Alex afastou-se e desferiu um soco contra o rosto de Luke. O irmão foi ao chão, piscando e cheio de admira­ção, enquanto gotas de sangue pingavam de seu nariz.

Aterrorizado com o que tinha acabado de fazer, Alex deixou-se cair de joelhos e fez o sinal-da-cruz.

—Vai ter que melhorar um bocado seu soco, até que cause um dano tal que seja, de fato, necessário dizer uma prece. — Luke levantou-se, rindo.

— Quebrei seu nariz.

— Sossegue, meu nariz não está quebrado.

— Sou um animal.

— Não se recrimine, eu bem que mereci. Falei coisas que não devia. O que eu quis dizer é que... Milo é mais velho que você e as mulheres, em geral, preferem ho­mens mais maduros. Além disso, eles têm muito em co­mum. Pensam da mesma forma, deve ter notado isso.

Alex baixou a cabeça, não podendo discordar de seu irmão.

— Não devia estar tão surpreso por ela ter escolhi­do Milo.

— Não estou surpreso, mas chocado. Não pode en­tender, Luke, não sabe o que se passou entre nós.

— Disse que só tinha segurado a mão dela.

— Não estou falando de nada físico. Nunca teria... Eu amo Nicki. Tudo isso não faz sentido. Ela também me ama. — Alex levantou-se. — Preciso falar com ela.

— Faça o que acha que deve fazer, mas não em públi­co. Tem que achar um jeito de conversar com ela a sós.

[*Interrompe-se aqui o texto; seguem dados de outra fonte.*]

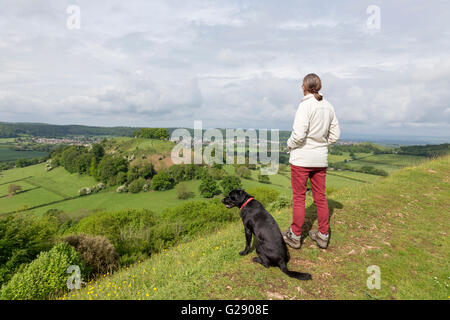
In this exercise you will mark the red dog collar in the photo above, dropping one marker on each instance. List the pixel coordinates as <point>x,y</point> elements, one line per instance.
<point>245,203</point>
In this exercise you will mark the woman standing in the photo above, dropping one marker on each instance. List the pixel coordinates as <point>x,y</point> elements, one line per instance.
<point>315,128</point>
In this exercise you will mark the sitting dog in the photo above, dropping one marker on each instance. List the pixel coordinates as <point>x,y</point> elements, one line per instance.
<point>270,246</point>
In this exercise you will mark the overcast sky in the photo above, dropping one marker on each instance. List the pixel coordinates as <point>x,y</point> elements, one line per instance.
<point>228,63</point>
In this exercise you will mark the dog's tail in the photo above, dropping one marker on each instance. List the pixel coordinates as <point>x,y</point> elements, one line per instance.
<point>294,274</point>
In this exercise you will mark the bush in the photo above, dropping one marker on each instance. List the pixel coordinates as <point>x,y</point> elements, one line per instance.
<point>121,178</point>
<point>264,195</point>
<point>122,189</point>
<point>84,191</point>
<point>162,181</point>
<point>22,237</point>
<point>97,252</point>
<point>263,178</point>
<point>183,193</point>
<point>137,185</point>
<point>128,230</point>
<point>14,188</point>
<point>44,276</point>
<point>243,172</point>
<point>230,183</point>
<point>208,187</point>
<point>191,218</point>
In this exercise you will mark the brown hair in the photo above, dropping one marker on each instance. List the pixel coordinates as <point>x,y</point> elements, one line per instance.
<point>313,84</point>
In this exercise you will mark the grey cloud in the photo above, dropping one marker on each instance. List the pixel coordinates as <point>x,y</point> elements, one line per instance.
<point>231,64</point>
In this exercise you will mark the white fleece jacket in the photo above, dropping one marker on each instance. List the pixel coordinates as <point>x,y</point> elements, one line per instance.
<point>315,128</point>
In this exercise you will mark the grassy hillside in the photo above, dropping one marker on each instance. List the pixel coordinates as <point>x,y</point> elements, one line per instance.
<point>399,223</point>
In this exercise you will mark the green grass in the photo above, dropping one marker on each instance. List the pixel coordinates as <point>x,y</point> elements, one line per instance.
<point>400,223</point>
<point>7,154</point>
<point>59,184</point>
<point>150,146</point>
<point>388,162</point>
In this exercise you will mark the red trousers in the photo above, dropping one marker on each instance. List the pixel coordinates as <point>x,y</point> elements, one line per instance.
<point>299,178</point>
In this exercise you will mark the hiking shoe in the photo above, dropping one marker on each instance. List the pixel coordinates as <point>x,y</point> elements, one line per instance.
<point>319,239</point>
<point>291,241</point>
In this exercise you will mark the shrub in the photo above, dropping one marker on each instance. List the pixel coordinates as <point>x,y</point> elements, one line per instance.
<point>162,181</point>
<point>22,237</point>
<point>230,183</point>
<point>121,178</point>
<point>122,189</point>
<point>183,193</point>
<point>97,252</point>
<point>264,195</point>
<point>137,185</point>
<point>44,276</point>
<point>217,173</point>
<point>14,188</point>
<point>191,218</point>
<point>128,230</point>
<point>243,172</point>
<point>263,178</point>
<point>208,187</point>
<point>84,191</point>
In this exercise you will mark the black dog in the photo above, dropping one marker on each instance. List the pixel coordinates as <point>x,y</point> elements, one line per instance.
<point>270,247</point>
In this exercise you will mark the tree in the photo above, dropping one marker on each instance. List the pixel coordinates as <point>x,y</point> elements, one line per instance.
<point>14,188</point>
<point>230,183</point>
<point>137,185</point>
<point>243,172</point>
<point>98,152</point>
<point>263,178</point>
<point>183,192</point>
<point>162,181</point>
<point>209,188</point>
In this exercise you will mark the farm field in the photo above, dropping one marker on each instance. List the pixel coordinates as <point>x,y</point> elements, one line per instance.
<point>388,162</point>
<point>59,189</point>
<point>7,154</point>
<point>390,228</point>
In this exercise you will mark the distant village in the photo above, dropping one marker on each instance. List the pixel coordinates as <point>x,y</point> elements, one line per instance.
<point>78,141</point>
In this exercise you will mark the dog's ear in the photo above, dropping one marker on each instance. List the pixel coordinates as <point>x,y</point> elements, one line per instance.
<point>241,195</point>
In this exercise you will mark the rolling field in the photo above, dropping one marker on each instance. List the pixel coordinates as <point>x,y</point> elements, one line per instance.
<point>388,162</point>
<point>380,224</point>
<point>7,154</point>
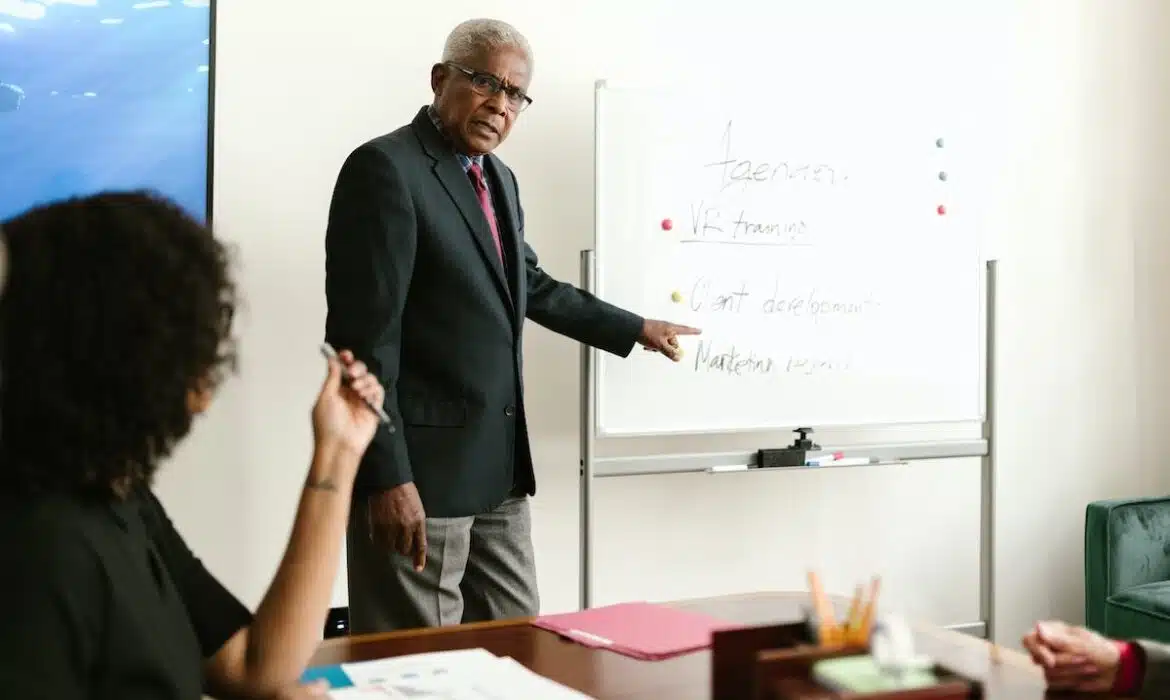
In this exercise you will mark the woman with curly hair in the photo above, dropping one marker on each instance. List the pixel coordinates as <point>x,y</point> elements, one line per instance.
<point>115,333</point>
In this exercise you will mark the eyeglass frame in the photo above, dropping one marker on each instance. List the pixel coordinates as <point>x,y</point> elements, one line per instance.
<point>495,86</point>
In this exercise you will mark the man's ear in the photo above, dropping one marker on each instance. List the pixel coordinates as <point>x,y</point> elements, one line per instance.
<point>438,75</point>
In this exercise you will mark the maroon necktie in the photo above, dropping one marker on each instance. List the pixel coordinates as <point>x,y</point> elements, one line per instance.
<point>481,190</point>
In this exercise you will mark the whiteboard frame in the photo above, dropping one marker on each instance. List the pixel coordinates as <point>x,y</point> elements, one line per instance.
<point>591,283</point>
<point>984,447</point>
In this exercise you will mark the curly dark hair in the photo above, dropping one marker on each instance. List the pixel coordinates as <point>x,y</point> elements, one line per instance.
<point>116,307</point>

— O que preciso dizer a ela, jamais poderia ser dito em público.

 

Alex passou o resto da tarde, deitado no chão da caverna, olhando as figuras desenhadas nas paredes. Sentia-se infantil e incapaz por ter permitido que as coisas chegassem ao ponto que tinham chegado. Seu coração batia forte, como se quisesse sair do peito. Talvez fosse melhor que isso acontecesse, para acabar de vez com aquele tormento, pensou consigo mesmo.

Ao cair da noite, ele dirigiu-se à pequena casa, onde Nicole e a mãe estavam hospedadas, na propriedade de seu primo Peter. Tomou cuidado para que ninguém o visse. Ao chegar lá, aproximou-se da única janela da pequena construção e olhou pelo espaço entre as vene­zianas. O quarto estava vazio. Abriu cuidadosamente a janela e entrou.

O cômodo era pequeno e aconchegante. As paredes estavam recém-pintadas de branco e o chão de argi­la era recoberto por grama cuidadosamente aparada. Uma bacia com flores silvestres enfeitava o centro da mesa, sobre delicada toalha branca. Eram as flores que ele havia colhido para Nicole no dia anterior. Alex tomou uma das flores na mão, mas um espinho feriu seu dedo. Repôs a flor na bacia e chupou o sangue, num gesto automático.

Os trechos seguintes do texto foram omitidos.